AirHelp has revealed that passengers in the United States are entitled to a total of more than $555 million following missed connecting flights. Every frequent flyer knows how the stress adds up when sitting on a delayed flight, knowing that they might miss their connection. It is a common fear. This can be particularly stressful when flying with family and kids.
There is some comfort to be had, though. Air passengers who have missed their connecting flight due to a previous flight disruption may be entitled to an alternative flight and compensation of up to $700. AirHelp, the world’s leading flight compensation company for passenger rights, sheds lights on recommended transfer times at different airports.
Missed connecting flight: compensation up to $700
The airline operating the disrupted flight should offer affected passengers alternative transport if both flights have been booked together under the same booking reference. In addition, the airline must also pay passengers between $300 to $700 in compensation if the passenger arrives at the final destination more than three hours late when the missed connection is due to a delay on a previous flight. The passenger may also be entitled to compensation if they miss a connection when the passenger is denied boarding, or if their first flight has been cancelled. If the cause is a cancellation, flights can still be eligible even if the total delay to the final destination is less than 3 hours.

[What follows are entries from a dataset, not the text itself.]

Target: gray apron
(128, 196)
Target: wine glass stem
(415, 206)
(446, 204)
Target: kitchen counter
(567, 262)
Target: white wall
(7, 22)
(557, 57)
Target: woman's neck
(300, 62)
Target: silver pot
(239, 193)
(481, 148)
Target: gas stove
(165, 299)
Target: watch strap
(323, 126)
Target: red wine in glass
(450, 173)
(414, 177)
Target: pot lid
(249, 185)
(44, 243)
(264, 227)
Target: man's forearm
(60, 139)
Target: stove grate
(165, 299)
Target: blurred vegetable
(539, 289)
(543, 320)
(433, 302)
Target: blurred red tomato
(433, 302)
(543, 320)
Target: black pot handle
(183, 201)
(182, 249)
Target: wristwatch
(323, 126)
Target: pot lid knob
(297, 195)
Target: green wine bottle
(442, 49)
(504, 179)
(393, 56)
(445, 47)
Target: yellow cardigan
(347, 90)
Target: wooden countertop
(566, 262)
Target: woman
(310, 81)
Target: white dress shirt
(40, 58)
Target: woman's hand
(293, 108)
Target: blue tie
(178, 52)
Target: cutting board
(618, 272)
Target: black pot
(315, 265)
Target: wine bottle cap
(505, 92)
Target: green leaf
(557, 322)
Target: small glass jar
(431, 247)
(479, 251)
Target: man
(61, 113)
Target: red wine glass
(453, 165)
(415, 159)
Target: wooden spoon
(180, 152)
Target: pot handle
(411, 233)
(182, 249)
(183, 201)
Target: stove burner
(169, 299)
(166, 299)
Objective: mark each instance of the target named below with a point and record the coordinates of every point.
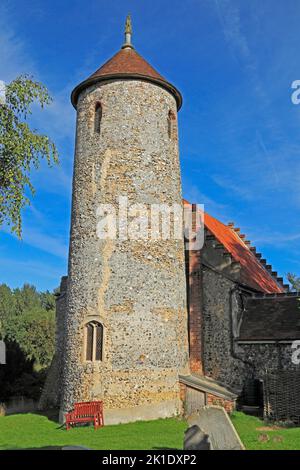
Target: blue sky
(233, 61)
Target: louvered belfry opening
(98, 118)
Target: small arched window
(171, 124)
(97, 117)
(93, 341)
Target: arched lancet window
(93, 341)
(97, 117)
(171, 124)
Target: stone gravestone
(214, 421)
(195, 439)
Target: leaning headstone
(214, 421)
(195, 439)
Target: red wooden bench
(85, 412)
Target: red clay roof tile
(253, 274)
(127, 63)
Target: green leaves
(27, 318)
(21, 148)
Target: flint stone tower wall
(135, 288)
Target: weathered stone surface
(136, 289)
(195, 439)
(214, 421)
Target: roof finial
(128, 33)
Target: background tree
(27, 325)
(21, 148)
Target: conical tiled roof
(127, 64)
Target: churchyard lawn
(33, 431)
(257, 435)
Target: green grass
(248, 430)
(27, 431)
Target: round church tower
(126, 336)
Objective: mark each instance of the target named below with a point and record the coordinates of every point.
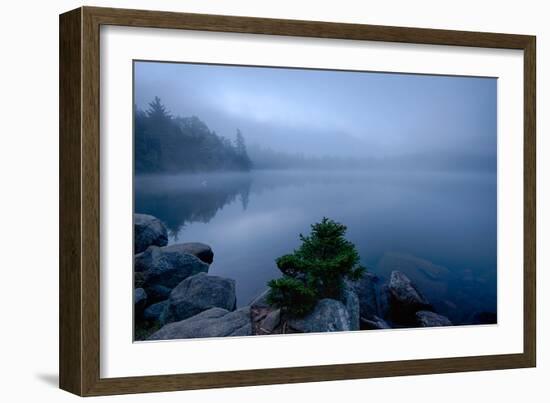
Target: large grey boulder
(200, 250)
(199, 293)
(153, 312)
(351, 301)
(406, 300)
(431, 319)
(157, 293)
(148, 230)
(166, 266)
(329, 315)
(215, 322)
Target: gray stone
(166, 267)
(215, 322)
(153, 312)
(432, 319)
(140, 300)
(198, 293)
(329, 315)
(148, 230)
(406, 300)
(200, 250)
(351, 301)
(271, 321)
(374, 323)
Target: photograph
(273, 200)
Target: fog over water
(407, 162)
(414, 118)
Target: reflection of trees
(182, 199)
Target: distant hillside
(164, 143)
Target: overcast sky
(319, 112)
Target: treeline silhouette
(166, 143)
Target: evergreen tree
(242, 154)
(316, 270)
(164, 143)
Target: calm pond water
(438, 228)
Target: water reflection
(439, 228)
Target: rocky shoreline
(176, 298)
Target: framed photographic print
(249, 201)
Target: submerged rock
(198, 293)
(167, 266)
(148, 230)
(260, 300)
(329, 315)
(405, 299)
(431, 319)
(215, 322)
(367, 292)
(374, 323)
(271, 321)
(157, 293)
(483, 318)
(140, 300)
(351, 301)
(200, 250)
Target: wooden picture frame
(79, 348)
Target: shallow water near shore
(438, 228)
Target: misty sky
(319, 112)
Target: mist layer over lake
(439, 228)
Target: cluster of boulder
(366, 304)
(174, 294)
(176, 298)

If you have a multi-flight trip, it’s possible that only a portion of it will be factored into your compensation. To determine this, your journey must meet a few conditions:
- All flights must be under one booking, not purchased individually
- Your disruption must be eligible under EC 261, including being caused by the airline and not factors such as a strike or bad weather conditions
As the amount of compensation due depends on the distance, the disrupted flight and any legs that come after it are factored in. Any legs of the journey that came before the disruption might be included as well if they were operated by the same carrier responsible for the delay, and if there were no intervening flights operated by a different carrier.
If one airline causes a missed connection, they are usually responsible for all of their own flights, even if they came before the disruption. They are also responsible for any later flights that are affected independently of the operating airline.

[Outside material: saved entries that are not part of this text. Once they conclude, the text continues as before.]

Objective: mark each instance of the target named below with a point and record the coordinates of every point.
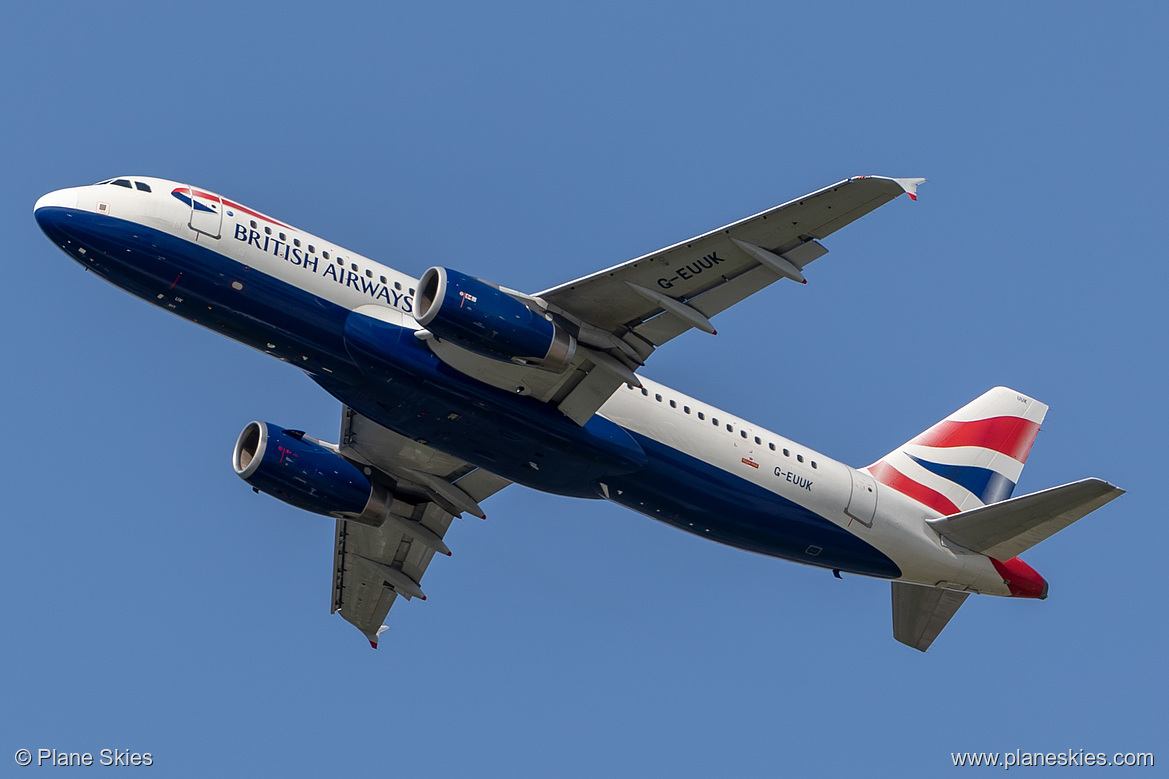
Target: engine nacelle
(489, 322)
(302, 473)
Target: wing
(621, 315)
(624, 312)
(426, 490)
(712, 271)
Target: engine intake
(488, 321)
(303, 473)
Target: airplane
(454, 387)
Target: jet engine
(299, 470)
(488, 321)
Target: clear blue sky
(152, 602)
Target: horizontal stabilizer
(1007, 529)
(920, 613)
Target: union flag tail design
(970, 459)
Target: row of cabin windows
(714, 421)
(312, 249)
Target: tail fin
(968, 460)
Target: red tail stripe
(1009, 435)
(892, 477)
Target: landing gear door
(206, 213)
(863, 502)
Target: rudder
(970, 459)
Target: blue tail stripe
(989, 485)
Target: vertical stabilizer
(970, 459)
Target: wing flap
(375, 564)
(920, 613)
(1009, 528)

Transfer times at airports: consider this when booking connecting flights separately
When booking connecting flights, the individual transfer times at the respective airports must be taken into consideration. The guidelines for transfer time are set by each airport itself, and may differ depending on the route, as the route determines the gates and terminals. For example, the connecting time may be larger for international flights than national flights, but as an average the recommendations for time required within a range of an hour in Frankfurt am Main, 90 minutes in Miami. and as much as three hours in Beijing.

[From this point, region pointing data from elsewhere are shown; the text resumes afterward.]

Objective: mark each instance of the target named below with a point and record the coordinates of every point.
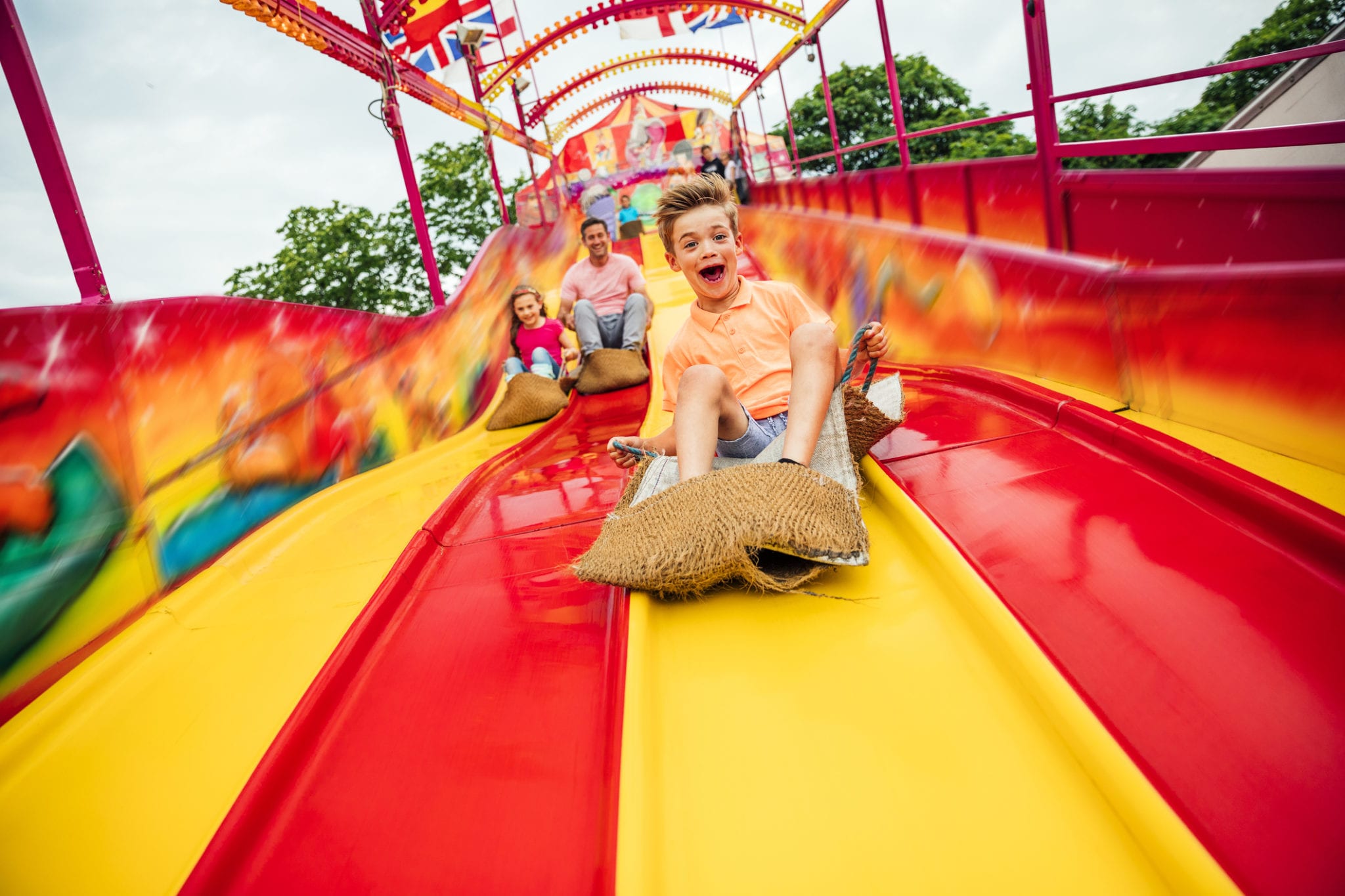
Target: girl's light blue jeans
(542, 364)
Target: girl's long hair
(514, 323)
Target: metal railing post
(41, 129)
(472, 62)
(789, 124)
(893, 88)
(393, 120)
(831, 114)
(531, 169)
(1044, 114)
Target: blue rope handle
(634, 450)
(849, 364)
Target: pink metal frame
(600, 15)
(693, 56)
(393, 119)
(1051, 151)
(41, 129)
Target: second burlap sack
(608, 370)
(527, 399)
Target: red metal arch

These times are particularly important for passengers who book their flights individually. Anyone who misses their flight between two separately booked legs may not be entitled to an alternative flight or a compensation payment for their missed connecting flight, unless the first flight was delayed by more than three hours.
Stranded at the airport? These are your rights
If a passenger is stranded for an extended period of time at the airport and does not accept any offer that results in them waiving their right to compensation, such as accepting a bonus points voucher, the passenger can file a claim for later on. In addition, the affected parties should keep all receipts for any expenses incurred as a result of the delay.
Entitlement to compensation is regulated by EC 261, which covers all flights departing from a country in the EU. Flights returning to the EU are only covered if the airline operating the flight is from the EU. US travelers are covered on all flights within the EU and departing from the EU, as well as for flights on EU airline carriers. However, no claim for compensation will be valid if extraordinary circumstances are the reason for the delay. Examples of “extraordinary circumstances” deemed by the courts include bad weather, security threats and airport strikes.
On top of EC 261 compensation, the carrier also must provide passengers with meals and refreshments during the delay, as well as access to communications, including telephone calls, fax messages, and emails. If the passenger is forced to stay overnight due to the delay, the flight company also should pay for the hotel, and transport to and from the airport.